Walking across campus on a brisk fall day, it’s easy to point out the myriad ways Xavier University has changed. Orange leaves ripple on the cool breeze, bouncing light off buildings that didn’t exist even a decade ago. And proposed expansions and recent property acquisitions all but guarantee that greater, more dramatic transformations are on the way.
But beyond the realm of bricks and mortar lie things older and stronger—fundamentally unaltered traditions that provide the University’s true foundation. Leo Klein, S.J., vice president for mission and ministry and a 1955 graduate, traces the core of those traditions directly to Ignatius Loyola, who founded the Society of Jesus in 1540.
“His key phrase was ‘to find God in all things,’” Klein says. “From the beginning of Jesuit education, the spiritual aspect of one’s life was important. And I think it’s still in the fabric of Xavier University.”
Not that forms haven’t changed, particularly in the 1960s and 1970s. But Klein is quick to point out that the guiding principles remain solid.
“Xavier University is pretty conservative,” he says. “But some of the old structures dropped. It used to be that before they would hand you your diploma, you had to have made a spiritual retreat every year. For the past 35 years it hasn’t been there in a structured way. But I think the intent is still there. We provide retreats, big time. And a lot of kids take advantage of them. So I think it was there in the beginning, and it is today. But it’s there in a new way.”
The same can be said for such traditions as the annual Spirit Celebration. “We used to have Mass of the Holy Spirit in the Fieldhouse,” says Paul Lindsay, a 1956 graduate and former associate vice president for University relations. “You were given an attendance card and you had to attend. During the late 1960s and early 1970s, that went by the board. Today we have the Mass of the Holy Spirit outdoors, and it’s participatory. Yet we get a good number of students to attend.

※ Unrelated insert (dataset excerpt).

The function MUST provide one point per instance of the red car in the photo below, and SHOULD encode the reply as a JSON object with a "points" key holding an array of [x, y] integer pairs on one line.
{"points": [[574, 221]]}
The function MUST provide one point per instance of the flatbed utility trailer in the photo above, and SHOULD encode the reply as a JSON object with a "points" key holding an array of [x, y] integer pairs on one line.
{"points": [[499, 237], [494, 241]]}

So the focus is still on the Mass and the liturgy. The approach to the Mass has changed, but that theme is still there.” Xavier’s core curriculum, which embodies the Jesuit educational philosophy and makes up more than half of the 120 credit hours students need to graduate, has also remained intact, although it, too, has evolved.
“In the 1970s and the 1980s when a lot of other schools were cutting back core curriculum, Xavier kept it,” Klein says. “We were so far out of fashion that we’re back in fashion. If you check out the core curriculum, we’re right up there among Jesuit colleges and universities. If we’re not the most hours, we must be second or third.”
On the social side, athletics have served as a rallying point for University students since at least the late 19th century. Lindsay recalls football grabbed most of the attention in the early and middle portions of the 20th century. There was a brief lull after football was dropped in 1973, but basketball began to rebound in the 1980s. Now, student support for hoops rivals that of football’s glory days.
Then there are the strong, lifelong friendships—another constant in Xavier history. Once again, however, the conditions under which those friendships flourish have changed. Lindsay recalls that when Xavier was largely a commuter institution with a smaller enrollment, campus clubs and activities helped cement personal bonds. Now, with more students and activities, dorm life strengthens those relationships.
A constant in all of this has been the historical spirit of Jesuit creativity. It’s the same spirit, Klein says, that in the 19th century answered the need for business leaders by opening a commercial school downtown; the same spirit that led the University to open its doors to students from St. Xavier High School and, later, the U.S. Army Air Corps when World War II depleted enrollment; and it’s the same flexible spirit that today sustains Ignatian programs as it instructs lay faculty and staff in carrying out the Jesuit mission in the face of declining numbers of Jesuits.
“Since 1831, Xavier University has proudly professed its Catholic and, since 1840, its Jesuit identity,” Klein says. “That identity remains the same. How the University shows itself Catholic and Jesuit evolves over the years, as do the Catholic Church and the Society of Jesus. A Catholic university today must profess and implement the goals of the Second Vatican Council—ecumenism and interreligious dialogue. A Jesuit university today must live out the mission of the Society of Jesus—the service of faith of which the promotion of justice is an integral part. Always the same—Catholic and Jesuit. Always evolving in a new and ever-changing world. There’s the challenge, yesterday, today and tomorrow.”